Tuesday, 23 April 2019

The Questing Vole




The Prof and I have been visiting Mid-Wales at Easter, now, for over 40 years. Which is pretty much as long as we have known each other. Two children, several mortgages, and a lifetime of ups and downs later, this annual trip has been a constant, one which started simply because her parents owned a cottage up a lane just outside Presteigne in the Welsh Borders, which offered us a cheap break from our working lives in Bristol. I say "cheap": I can't imagine anyone would ever have paid to stay in the place. Tucked in a damp hollow next to a stream, it had slate floors set directly into the ground, and no heating other than a conventional fireplace and a couple of two-bar electric heaters. One of the first tasks on opening the place up, even in summer, was to prop up the mattress on the bed and steam off the worst of the damp with one of the heaters. It felt rather like camping in a poorly-chosen spot in a large, less than weatherproof tent, where the incessant babble of the stream through the night merely served to emphasise the clamminess of the bedding.

The whole area was seriously underdeveloped, then, and (rather like our visits to Northern Spain and the Basque Country in the years after Franco's death) it felt like going back in time, to the 1930s at least, and occasionally the 19th century. In the high streets of the larger towns you could still buy the sort of clothes worn by the extras in any period drama set between 1920 and 1950, and the junk shops were full of the wonderful Victorian and Edwardian bric-a-brac of farmhouse clearances.  Small accidents of geography have meant that, in the subsequent years, some valleys have thrived, while others have remained in the shadow of subsistence, abandonment, and dereliction. Naturally, the prospect of bargain-basement rural seclusion has attracted several waves of those seeking an alternative lifestyle, out of the censorious eye of "straight" society, and one constant over the years has been the reliable presence of wholefood shops and craft outlets for the makers of lumpy, crusty pots and improbable jewellery.
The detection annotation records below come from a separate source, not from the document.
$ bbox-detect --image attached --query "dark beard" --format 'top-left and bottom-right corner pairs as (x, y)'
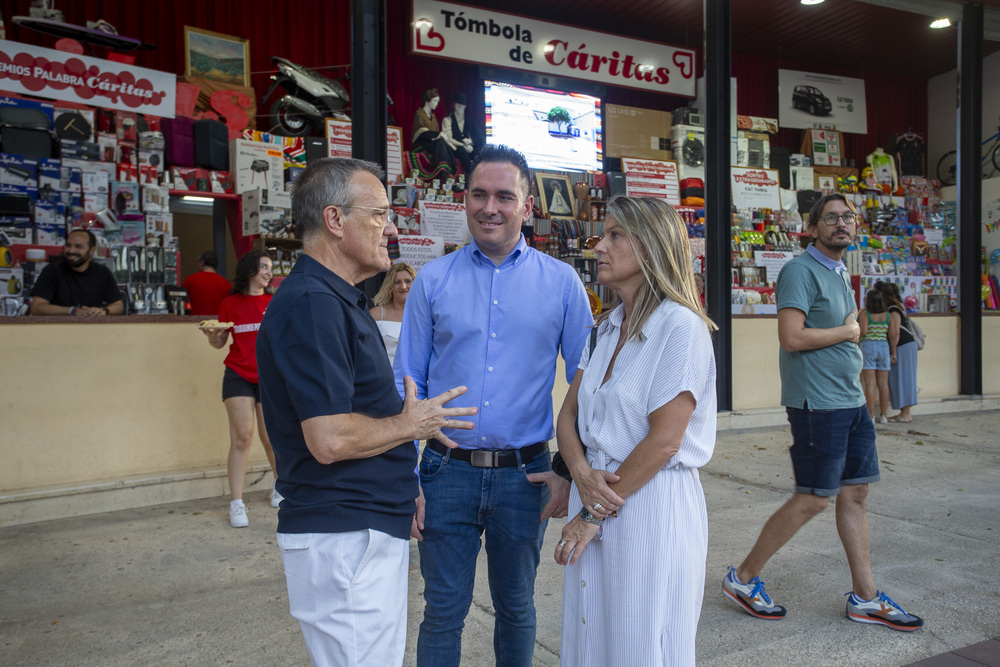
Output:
(65, 255), (89, 269)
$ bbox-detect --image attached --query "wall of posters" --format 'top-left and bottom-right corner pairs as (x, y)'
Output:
(778, 69), (868, 134)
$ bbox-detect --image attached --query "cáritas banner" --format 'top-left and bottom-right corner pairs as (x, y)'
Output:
(410, 0), (696, 97)
(0, 40), (177, 118)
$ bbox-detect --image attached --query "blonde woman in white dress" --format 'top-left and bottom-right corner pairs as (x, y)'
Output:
(555, 197), (717, 667)
(369, 262), (417, 366)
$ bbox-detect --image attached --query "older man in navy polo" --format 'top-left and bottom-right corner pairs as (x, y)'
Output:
(257, 158), (476, 665)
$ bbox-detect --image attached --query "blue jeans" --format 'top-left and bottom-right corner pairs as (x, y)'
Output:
(417, 449), (552, 667)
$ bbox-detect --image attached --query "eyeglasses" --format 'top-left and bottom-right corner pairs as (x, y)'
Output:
(331, 204), (391, 225)
(819, 211), (858, 227)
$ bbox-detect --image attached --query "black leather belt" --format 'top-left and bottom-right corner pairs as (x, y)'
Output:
(427, 438), (549, 468)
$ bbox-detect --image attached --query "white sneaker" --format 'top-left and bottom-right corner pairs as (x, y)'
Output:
(229, 500), (250, 528)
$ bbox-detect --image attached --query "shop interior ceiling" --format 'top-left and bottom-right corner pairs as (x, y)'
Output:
(467, 0), (1000, 78)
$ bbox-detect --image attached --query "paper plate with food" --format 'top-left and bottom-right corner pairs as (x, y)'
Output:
(198, 320), (235, 329)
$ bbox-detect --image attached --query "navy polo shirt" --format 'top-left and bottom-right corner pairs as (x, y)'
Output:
(257, 255), (418, 539)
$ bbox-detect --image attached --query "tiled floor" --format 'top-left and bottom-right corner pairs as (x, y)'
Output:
(905, 637), (1000, 667)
Anyway, the idea of constant return reminded me of a little story that happened in that Presteigne cottage some time around 1978. One Friday night we were sitting by the fire – just companionably reading, drinking, and smoking, as we both did in those days – when we noticed something odd. A very small creature, a vole of some kind, was making its way across the slate floor, presumably having entered the room beneath the door that led to the kitchen and the back door, and was headed, between our two chairs, towards the opposite door that led to the hallway and the front door. It seemed completely oblivious to our presence. Strange! Then, the next night, exactly the same thing happened: same time, same creature, same route, same indifference to our presence. We had to head back to Bristol the next day, but enjoyed the supposition that, that night and probably every night, the vole was making its round through the house in complete darkness, like a miniature security guard, gobbling up the odd beetle or slug on its way. The bold (or daft) little thing wasn't going to let unexpected changes of circumstance – like two enormous creatures, a blazing fire, or unaccustomed illumination by electric light – get in the way of its routine. A vole's gotta do what a vole's gotta do.
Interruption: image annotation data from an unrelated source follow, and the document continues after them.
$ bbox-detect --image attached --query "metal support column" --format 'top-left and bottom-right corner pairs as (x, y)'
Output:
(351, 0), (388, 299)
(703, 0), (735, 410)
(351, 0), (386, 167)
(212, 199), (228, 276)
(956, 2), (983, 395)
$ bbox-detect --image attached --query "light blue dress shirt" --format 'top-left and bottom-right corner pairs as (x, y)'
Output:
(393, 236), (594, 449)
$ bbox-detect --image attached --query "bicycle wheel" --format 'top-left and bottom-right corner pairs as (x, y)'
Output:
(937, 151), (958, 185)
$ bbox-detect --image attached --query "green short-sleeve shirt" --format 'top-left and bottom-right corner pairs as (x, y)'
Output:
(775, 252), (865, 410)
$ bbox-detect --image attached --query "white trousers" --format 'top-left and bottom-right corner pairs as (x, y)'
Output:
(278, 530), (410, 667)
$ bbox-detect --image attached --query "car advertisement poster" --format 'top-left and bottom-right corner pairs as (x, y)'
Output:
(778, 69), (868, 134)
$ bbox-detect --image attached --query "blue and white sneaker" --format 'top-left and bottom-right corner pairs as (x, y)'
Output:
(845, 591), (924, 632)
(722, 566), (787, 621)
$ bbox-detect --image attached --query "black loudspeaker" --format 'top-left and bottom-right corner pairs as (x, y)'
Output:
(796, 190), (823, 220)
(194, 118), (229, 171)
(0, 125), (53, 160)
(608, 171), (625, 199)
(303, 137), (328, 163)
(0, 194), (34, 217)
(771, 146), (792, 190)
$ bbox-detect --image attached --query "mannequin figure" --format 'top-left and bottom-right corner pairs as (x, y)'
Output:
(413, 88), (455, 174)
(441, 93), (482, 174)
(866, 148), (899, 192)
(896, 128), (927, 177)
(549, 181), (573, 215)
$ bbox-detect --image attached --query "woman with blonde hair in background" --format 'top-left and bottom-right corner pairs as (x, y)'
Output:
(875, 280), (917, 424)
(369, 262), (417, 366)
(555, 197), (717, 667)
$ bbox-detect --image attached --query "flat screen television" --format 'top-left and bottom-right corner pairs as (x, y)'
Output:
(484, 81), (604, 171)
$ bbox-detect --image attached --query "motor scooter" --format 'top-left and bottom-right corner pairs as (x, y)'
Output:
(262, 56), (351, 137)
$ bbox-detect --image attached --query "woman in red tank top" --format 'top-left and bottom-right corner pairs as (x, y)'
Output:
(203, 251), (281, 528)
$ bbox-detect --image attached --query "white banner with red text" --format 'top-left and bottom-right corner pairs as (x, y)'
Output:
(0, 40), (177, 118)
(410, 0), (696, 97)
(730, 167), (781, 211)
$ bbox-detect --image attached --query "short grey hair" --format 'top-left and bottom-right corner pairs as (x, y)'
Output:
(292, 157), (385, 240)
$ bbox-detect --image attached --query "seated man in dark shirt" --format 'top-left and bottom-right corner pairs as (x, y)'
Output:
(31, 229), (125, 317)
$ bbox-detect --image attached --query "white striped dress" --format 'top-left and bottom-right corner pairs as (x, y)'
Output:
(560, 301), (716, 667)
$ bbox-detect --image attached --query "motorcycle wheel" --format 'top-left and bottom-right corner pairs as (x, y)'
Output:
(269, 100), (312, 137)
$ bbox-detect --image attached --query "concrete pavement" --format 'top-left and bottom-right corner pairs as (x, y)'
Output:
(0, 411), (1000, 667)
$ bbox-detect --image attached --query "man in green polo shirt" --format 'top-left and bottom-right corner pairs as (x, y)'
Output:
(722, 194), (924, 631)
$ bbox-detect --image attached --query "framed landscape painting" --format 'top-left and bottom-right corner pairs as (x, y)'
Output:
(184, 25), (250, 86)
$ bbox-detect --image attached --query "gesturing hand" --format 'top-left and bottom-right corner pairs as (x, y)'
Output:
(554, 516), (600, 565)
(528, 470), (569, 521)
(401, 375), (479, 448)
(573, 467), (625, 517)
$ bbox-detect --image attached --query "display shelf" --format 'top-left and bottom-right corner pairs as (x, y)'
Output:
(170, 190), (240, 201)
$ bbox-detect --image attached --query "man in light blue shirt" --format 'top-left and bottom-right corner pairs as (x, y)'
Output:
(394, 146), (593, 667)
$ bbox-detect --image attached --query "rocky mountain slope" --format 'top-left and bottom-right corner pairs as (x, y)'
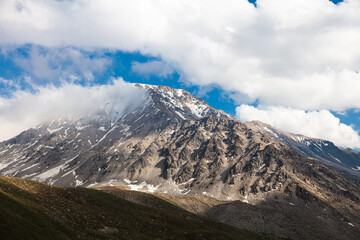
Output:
(0, 177), (278, 240)
(0, 85), (360, 239)
(246, 121), (360, 182)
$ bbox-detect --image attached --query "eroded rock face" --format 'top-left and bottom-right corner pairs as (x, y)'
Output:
(0, 85), (360, 208)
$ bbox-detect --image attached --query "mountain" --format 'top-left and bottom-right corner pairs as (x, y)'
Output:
(0, 177), (279, 240)
(246, 121), (360, 182)
(0, 85), (360, 239)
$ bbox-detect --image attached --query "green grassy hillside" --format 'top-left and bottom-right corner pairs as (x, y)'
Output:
(0, 177), (286, 240)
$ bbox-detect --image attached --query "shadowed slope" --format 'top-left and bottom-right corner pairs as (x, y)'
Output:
(0, 177), (284, 239)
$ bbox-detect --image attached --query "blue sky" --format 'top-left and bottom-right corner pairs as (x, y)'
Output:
(0, 0), (360, 148)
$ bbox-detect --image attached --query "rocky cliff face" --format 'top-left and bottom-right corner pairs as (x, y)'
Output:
(246, 121), (360, 183)
(0, 85), (360, 206)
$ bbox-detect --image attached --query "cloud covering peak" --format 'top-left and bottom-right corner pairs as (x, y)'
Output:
(0, 79), (146, 140)
(0, 0), (360, 110)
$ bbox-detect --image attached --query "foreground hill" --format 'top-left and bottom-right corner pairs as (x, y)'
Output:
(0, 177), (278, 240)
(0, 85), (360, 240)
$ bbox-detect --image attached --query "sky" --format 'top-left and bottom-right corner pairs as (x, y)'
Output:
(0, 0), (360, 149)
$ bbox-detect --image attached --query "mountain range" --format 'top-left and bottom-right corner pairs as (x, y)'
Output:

Which is a metaphor for something, I'm sure, but have never quite decided what.



Oh, and I nearly forgot:
To me, fair friend, you never can be old,
For as you were when first your eye I eyed,
Such seems your beauty still: three winters cold
Have from the forests shook three summers’ pride;
Three beauteous springs to yellow autumn turned
In process of the seasons have I seen;
Three April perfumes in three hot Junes burned,
Since first I saw you fresh, which yet are green.
Ah, yet doth beauty, like a dial-hand,
Steal from his figure, and no pace perceived;
So your sweet hue, which methinks still doth stand,
Hath motion, and mine eye may be deceived:
  For fear of which, hear this, thou age unbred:
  Ere you were born was beauty’s summer dead.
Sonnet 104
(Known to some as the "Carmen Miranda sonnet", because of that bizarre second line)
¡Feliz cumpleaños, señor Shakespeare!


6 comments:

Zouk Delors said...

I'm reminded of the disastrous production of Richard III that came to be known as 'Richard, ai,ai,ai!'.

PS That last photo ... caption competition, surely?

Mike C. said...

Zouk,

It's a very odd line, isn't it: hard to imagine Will looking at it, reading it out loud a couple of times, and thinking, "Yep, perfect, that's nailed it!"

As to the last photo, as with most caption competitions, it's probably funnier without than with... What a very long time ago that was.

Mike

amolitor said...

I think Bill just couldn't resist the chance to use the same word in two ways in the same sentence. "I just used 'eye' as a noun and a verb! go me!"

Mike C. said...

That, or the compositor couldn't read the manuscript...

"Aye aye, wot's this: 'When first your [...] I [...]'??"
"Dunno, but keep it clean, lad!"

Mike

amolitor said...

I feel like there's some sort of Dan Brown spoof novel, in which Shakespeare is revealed to be nothing more than an incredible sequence of compositor's mistakes and embellishments, which has been concealed by a murderous secret society of English Professors.

Mike C. said...

I think it may well exist, but I'm on a train so not well placed to check!